Justin Pedersen '11
Major: Biology, Pre-Allied Health Professions Program
Internship: Sherburne Family Health Center
Credit/Time: 2 credits, supplement to biology curriculum, J-Term
How did you find out about your internship?
I want to become a physician’s assistant (PA), so I spoke with Kevin Steckline, who is a RPA’C [Registered Physician Assistant – Certified]. He’s a member of my church and family friend. It’s difficult for undergrads to observe in a clinical setting because of the confidentiality and paperwork involved. I had to jump through a lot of hoops.
I spent three days shadowing a private orthopedic doctor, but I spent most of the time with Kevin. In the medical field you need so much training before you can begin working with patients. It was great to have this opportunity as an undergraduate. I’m sure this will be the first of many internship experiences.
How would you describe a typical day at your internship?
Starting at 8 a.m. we’d see patients until 5 p.m. We had 14-20 patients per day. I went into the exam room most of the time. Kevin has worked out of the same office for 21 years, so he has a following among his patients. They welcomed me as a student observer.
In between patients I’d look over charts. Kevin did a good job of explaining diseases, pathologies, and prescriptions. It was interesting to see his depth of knowledge; I was really impressed by that. We might see someone with diabetes, the next patient might have a laceration, and another the common cold.

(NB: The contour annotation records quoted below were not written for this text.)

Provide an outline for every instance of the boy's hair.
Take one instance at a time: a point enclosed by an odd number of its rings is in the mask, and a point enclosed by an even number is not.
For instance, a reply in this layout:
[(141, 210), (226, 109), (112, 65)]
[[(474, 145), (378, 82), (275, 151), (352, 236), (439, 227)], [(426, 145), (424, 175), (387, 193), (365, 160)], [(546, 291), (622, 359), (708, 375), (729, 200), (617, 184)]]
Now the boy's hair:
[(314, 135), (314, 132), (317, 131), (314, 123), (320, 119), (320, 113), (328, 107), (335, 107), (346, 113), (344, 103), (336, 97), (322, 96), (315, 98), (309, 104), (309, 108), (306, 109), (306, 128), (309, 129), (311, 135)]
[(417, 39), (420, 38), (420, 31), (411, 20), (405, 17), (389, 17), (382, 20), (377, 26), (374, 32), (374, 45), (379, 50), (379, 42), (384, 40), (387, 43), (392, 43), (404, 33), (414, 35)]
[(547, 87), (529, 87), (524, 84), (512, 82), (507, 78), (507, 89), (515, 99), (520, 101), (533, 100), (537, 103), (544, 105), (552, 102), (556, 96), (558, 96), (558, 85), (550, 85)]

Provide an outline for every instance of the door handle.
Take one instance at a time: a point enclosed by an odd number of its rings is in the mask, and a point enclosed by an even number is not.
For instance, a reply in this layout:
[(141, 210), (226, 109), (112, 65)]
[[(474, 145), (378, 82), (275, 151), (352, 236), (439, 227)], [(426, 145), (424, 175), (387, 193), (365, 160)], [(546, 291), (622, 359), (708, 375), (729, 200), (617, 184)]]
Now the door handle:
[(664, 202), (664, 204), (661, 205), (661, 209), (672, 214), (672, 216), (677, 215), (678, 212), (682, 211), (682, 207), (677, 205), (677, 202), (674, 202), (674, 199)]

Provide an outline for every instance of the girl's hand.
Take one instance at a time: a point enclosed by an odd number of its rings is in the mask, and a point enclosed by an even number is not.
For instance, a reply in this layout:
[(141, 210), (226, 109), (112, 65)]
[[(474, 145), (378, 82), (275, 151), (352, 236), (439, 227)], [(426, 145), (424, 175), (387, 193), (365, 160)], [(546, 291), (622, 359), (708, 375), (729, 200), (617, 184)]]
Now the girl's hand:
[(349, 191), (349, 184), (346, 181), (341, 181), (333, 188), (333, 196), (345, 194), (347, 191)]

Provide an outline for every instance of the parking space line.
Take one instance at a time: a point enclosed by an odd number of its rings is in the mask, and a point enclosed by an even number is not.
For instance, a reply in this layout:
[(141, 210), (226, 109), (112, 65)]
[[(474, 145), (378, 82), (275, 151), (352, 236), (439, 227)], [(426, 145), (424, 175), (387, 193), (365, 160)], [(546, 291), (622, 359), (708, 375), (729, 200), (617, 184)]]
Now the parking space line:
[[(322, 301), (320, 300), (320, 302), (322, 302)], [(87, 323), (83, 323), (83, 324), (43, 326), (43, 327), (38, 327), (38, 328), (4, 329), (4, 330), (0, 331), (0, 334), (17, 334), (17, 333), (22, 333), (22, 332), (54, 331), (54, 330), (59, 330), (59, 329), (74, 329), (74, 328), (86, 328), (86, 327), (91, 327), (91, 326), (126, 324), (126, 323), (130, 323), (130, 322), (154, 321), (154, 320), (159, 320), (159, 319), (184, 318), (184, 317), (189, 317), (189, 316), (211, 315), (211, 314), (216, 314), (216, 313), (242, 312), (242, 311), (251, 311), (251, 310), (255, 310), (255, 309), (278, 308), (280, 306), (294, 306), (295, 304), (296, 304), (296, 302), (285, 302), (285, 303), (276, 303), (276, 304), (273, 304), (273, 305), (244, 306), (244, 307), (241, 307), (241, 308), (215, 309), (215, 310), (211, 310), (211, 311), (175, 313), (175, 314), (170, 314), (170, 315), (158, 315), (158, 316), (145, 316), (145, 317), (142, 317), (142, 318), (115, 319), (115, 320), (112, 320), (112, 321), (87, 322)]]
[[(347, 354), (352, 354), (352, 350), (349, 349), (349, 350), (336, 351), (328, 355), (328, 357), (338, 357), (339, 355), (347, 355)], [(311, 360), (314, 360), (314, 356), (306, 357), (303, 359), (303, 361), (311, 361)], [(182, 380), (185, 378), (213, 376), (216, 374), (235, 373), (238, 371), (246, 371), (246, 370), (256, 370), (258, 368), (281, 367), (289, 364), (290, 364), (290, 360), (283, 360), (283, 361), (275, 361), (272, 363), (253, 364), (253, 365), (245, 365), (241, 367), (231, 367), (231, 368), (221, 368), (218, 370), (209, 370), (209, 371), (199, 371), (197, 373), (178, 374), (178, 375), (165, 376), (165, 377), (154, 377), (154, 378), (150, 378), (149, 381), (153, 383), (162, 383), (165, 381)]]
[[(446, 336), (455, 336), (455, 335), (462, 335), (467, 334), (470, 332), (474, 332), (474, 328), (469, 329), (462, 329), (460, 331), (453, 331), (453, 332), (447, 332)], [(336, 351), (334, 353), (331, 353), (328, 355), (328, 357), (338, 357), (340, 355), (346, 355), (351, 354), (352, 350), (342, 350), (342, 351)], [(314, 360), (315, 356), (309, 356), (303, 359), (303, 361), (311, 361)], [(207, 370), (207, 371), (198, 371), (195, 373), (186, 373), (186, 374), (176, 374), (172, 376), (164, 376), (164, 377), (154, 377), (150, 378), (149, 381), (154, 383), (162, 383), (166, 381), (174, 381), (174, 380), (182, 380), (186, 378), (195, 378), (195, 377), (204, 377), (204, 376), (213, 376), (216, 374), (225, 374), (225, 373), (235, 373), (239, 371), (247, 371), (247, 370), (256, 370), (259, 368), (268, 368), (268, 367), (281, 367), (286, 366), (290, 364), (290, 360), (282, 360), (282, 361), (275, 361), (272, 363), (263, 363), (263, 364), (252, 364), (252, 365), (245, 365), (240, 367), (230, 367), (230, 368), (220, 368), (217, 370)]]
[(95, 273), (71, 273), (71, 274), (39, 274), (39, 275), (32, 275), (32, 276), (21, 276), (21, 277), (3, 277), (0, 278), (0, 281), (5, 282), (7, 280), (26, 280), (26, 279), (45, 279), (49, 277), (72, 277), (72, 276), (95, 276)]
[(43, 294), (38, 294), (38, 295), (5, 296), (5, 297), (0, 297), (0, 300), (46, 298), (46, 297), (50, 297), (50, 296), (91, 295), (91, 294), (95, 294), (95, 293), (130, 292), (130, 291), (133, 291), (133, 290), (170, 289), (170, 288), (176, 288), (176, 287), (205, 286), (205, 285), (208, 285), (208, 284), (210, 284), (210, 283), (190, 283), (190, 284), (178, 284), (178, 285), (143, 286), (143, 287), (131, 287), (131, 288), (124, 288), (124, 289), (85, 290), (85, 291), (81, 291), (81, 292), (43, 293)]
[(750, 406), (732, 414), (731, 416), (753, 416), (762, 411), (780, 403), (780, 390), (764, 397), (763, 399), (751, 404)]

Did you complete any special projects?
I did research on insulin dependent diabetes mellitus [Juvenile Type 1]. For my project, I found out about a cross-country skier who made the Olympic team who had type 1. That encouraged me to examine the lesser-known form of the disease. For the academic components of my internship, I wrote a paper looking at the disease’s pathology, which is the onset and factors that lead to a disease.
What surprised you the most?
I was surprised by the amount of knowledge Kevin and the P.A. assistants had. They had textbooks’ worth of information memorized. I listened to the patients describe their symptoms and the line of questioning the PAs used to work through the line of critical thinking to pinpoint the diagnosis.
I was also surprised by my love of the operating room. I saw 10-12 procedures performed. I remember watching a gall bladder removal and seeing the anesthesiologist, doctors, and assistants all right there made me think of the training I go through to be a runner—everything has a purpose. I found it absolutely fascinating.
What did you learn that you wish you had known before?
I realized the value to all of the work I was doing in the classroom. In each case, a person uses the same skill set to work through problems.
What did you find most satisfying?
Finding out what it is I want to do. I could see myself in their shoes. I definitely came back for this semester refreshed. Now I know I’m working towards a specific goal.
What advice do you have for other students considering a similar internship?
Keep an open mind. I was originally leaning towards a family practice. I never thought I’d be fascinated by surgery. Go with the flow. Being patient through the process and working hard during the initial steps will lead to a better experience.